SB: Astoria Boulevard is slated to receive Select Bus Service improvements to speed bus travel. Could other parts of the neighborhood benefit from things like dedicated bus lanes?
CC: As far as I’m concerned, improving our public transit options is a no-brainer. Astoria and western Queens have long had to deal with poor air quality partially as a result of major highways and thoroughfares within our neighborhood, as well as general traffic congestion New Yorkers know all too well. One of the corridors which is a perennial contributor to both these problems is Astoria Boulevard and the Grand Central Parkway, so finding a way to improve the flow of public transit while cutting down on emissions from engine idling is a very positive step in the right direction. Beyond Astoria Boulevard, I believe that 21st Street should be considered for SBS in the future. With many people interested in moving to the condominiums and other new developments springing up along that corridor, an efficient bus system serving parts of the neighborhood outside of convenient walking distance to the N/Q train line should be on the table. Finally, District 22 now covers northern Jackson Heights, an area that has long been an afterthought, unfortunately, in our city’s transit plans. An SBS route that serves the people of East Elmhurst and northern Jackson Heights should be seriously considered.

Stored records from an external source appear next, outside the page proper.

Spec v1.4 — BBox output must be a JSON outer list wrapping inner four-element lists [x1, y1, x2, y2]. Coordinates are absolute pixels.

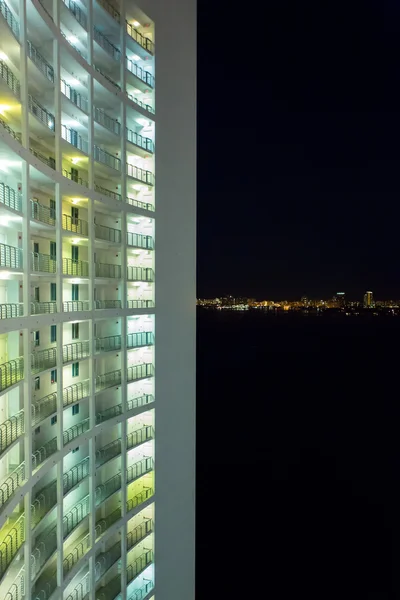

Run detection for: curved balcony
[[0, 0, 19, 39], [127, 363, 154, 383], [0, 462, 25, 512], [126, 128, 153, 153], [63, 258, 90, 277], [66, 572, 90, 600], [31, 302, 57, 315], [94, 146, 121, 171], [95, 300, 122, 309], [31, 200, 56, 226], [126, 197, 154, 212], [62, 168, 88, 187], [95, 335, 121, 353], [94, 183, 121, 201], [127, 300, 155, 309], [126, 266, 154, 283], [0, 358, 24, 393], [96, 426, 154, 467], [126, 164, 154, 186], [97, 0, 120, 24], [63, 340, 90, 363], [32, 392, 57, 427], [95, 369, 121, 393], [95, 223, 121, 244], [125, 22, 154, 55], [0, 410, 24, 457], [31, 252, 56, 274], [0, 513, 25, 581], [94, 27, 120, 61], [29, 95, 55, 131], [63, 300, 91, 312], [0, 243, 23, 270], [0, 59, 20, 97], [126, 486, 154, 513], [0, 303, 23, 319], [0, 181, 21, 212], [95, 458, 153, 507], [125, 58, 154, 88], [126, 331, 154, 349], [64, 533, 90, 578], [63, 418, 89, 446], [31, 346, 57, 374], [95, 263, 121, 279], [61, 78, 88, 112], [27, 40, 54, 83], [63, 379, 90, 407], [62, 0, 87, 30], [128, 581, 154, 600], [32, 436, 57, 470], [62, 125, 89, 154], [96, 550, 153, 600], [62, 213, 89, 236], [94, 107, 120, 135], [126, 232, 154, 250]]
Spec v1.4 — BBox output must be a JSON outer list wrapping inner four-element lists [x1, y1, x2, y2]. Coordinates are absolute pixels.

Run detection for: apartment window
[[72, 245, 79, 262], [51, 369, 57, 384], [71, 206, 79, 225], [72, 404, 79, 415], [50, 241, 56, 261], [72, 284, 79, 301], [50, 282, 57, 302], [71, 167, 79, 183], [33, 330, 40, 346], [51, 415, 57, 425], [50, 198, 56, 220], [50, 325, 57, 343], [33, 242, 39, 254], [72, 362, 79, 377], [34, 287, 40, 302], [72, 323, 79, 340], [34, 376, 40, 390]]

SB: How can the Council best use its powers to reduce vehicular deaths and ensure traffic justice citywide?
CC: The City Council has tremendous oversight powers. As a Councilmember, I would work with the Transportation Committee and Chairman Vacca to hold the DOT more accountable. Although Chairman Vacca and I don’t see eye to eye on every component of transit policy, I think he has done a very good job overall chairing the committee, and I look forward to working with him. The City Council’s first priority now needs to be reducing pedestrian deaths at the hands of errant drivers. The tragic death of Tenzin Drudak is only the most recent chapter in a long sad story of New Yorkers’ lives cut short by something preventable, and as Chairman Vacca correctly said in a hearing last year, driving in this city should be a privilege and not a right. I would support any effort by the Transportation Committee and the City Council at large to pressure the NYPD and the DOT into more vigorously prosecuting traffic fatalities.

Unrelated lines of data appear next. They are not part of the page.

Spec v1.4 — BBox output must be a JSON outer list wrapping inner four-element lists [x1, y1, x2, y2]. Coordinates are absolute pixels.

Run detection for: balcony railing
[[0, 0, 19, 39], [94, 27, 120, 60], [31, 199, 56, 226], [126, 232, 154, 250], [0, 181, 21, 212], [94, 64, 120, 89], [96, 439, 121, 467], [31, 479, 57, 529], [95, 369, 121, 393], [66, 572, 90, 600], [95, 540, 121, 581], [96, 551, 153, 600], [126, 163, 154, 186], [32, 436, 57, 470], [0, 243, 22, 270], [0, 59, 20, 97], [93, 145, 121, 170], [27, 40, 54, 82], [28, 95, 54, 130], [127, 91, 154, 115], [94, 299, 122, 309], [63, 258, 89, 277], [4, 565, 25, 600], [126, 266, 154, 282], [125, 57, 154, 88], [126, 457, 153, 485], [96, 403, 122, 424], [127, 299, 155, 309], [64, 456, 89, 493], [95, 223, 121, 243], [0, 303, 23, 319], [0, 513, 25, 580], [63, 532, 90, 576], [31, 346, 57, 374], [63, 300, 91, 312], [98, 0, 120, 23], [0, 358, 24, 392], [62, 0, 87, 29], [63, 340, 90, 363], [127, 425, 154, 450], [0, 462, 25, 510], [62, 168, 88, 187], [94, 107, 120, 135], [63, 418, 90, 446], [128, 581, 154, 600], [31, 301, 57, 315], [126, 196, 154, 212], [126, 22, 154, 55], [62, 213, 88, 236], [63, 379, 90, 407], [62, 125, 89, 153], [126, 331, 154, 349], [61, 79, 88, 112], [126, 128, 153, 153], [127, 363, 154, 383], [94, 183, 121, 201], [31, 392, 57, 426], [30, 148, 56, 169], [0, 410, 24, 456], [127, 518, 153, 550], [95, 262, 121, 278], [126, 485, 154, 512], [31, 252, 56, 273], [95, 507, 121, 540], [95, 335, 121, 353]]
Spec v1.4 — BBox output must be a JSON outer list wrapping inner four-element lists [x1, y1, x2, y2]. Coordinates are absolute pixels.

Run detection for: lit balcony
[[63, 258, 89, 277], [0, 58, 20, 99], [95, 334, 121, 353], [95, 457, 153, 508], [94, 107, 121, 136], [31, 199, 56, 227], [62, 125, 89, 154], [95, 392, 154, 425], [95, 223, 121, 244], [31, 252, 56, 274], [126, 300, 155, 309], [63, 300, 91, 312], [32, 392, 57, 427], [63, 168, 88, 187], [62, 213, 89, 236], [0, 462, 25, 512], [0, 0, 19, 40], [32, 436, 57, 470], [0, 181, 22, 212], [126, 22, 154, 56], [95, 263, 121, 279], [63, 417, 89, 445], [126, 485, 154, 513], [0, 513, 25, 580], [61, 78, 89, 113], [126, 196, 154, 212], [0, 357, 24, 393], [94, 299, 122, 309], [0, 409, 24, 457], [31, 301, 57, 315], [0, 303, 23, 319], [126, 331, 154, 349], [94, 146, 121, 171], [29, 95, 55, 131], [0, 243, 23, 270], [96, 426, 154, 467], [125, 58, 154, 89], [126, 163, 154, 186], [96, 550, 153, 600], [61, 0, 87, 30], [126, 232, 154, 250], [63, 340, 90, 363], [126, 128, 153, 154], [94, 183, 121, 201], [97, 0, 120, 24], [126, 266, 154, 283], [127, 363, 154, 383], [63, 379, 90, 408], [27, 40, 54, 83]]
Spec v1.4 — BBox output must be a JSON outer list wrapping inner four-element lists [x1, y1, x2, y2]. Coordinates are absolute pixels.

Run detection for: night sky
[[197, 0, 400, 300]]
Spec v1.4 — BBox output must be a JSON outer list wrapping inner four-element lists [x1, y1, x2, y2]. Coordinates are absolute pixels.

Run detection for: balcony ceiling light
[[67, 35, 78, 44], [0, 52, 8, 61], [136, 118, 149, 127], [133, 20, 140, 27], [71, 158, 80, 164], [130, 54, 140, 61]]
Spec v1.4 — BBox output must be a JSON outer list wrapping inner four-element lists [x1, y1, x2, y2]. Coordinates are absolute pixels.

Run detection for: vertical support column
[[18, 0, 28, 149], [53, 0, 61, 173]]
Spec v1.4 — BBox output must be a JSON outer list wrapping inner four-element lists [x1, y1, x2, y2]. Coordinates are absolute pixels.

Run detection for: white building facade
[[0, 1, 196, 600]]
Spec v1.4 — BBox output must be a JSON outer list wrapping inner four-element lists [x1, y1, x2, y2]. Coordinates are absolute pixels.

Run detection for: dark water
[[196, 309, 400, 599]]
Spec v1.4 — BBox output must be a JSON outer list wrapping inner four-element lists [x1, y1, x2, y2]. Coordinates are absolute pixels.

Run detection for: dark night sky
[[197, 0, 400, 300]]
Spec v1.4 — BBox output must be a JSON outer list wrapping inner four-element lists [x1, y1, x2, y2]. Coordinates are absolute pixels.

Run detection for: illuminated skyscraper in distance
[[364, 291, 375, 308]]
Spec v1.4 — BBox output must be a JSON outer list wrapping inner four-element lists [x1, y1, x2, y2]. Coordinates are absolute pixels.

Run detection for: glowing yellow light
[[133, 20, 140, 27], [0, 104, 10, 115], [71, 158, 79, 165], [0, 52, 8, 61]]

SB: The MTA is a state agency, but what actions would you like to see the City Council take to fund and expand transit service?
CC: A well-funded and well-functioning MTA is essential for the growth of NYC, and I am personally tired of hearing about how we have to continue to “do more with less.” As a resident of one of the so-called “outer-boroughs,” I know how important it is to revitalize and improve our transit infrastructure. While the agency has its flaws, it has also been hobbled by budget cuts at the state and local levels. For example, during last year’s budget negotiations, the Republicans in the State Senate threatened to zero out the MTA’s capital budget. While the funding was eventually restored, this cavalier attitude towards the lifeblood of our city is unacceptable at any level. As Hurricane Sandy demonstrated, moreover, real lives could be on the line should New York fall down on its obligations to maintain its public transit. For several decades now, the City’s contribution to the MTA has flatlined, as the IBO’s 2008 report shows. This cannot continue. I am supportive of any project or idea that would restore the City’s contribution to the MTA, and as a Council member, I will also work with the next administration to appoint more transit-friendly people to the MTA Board.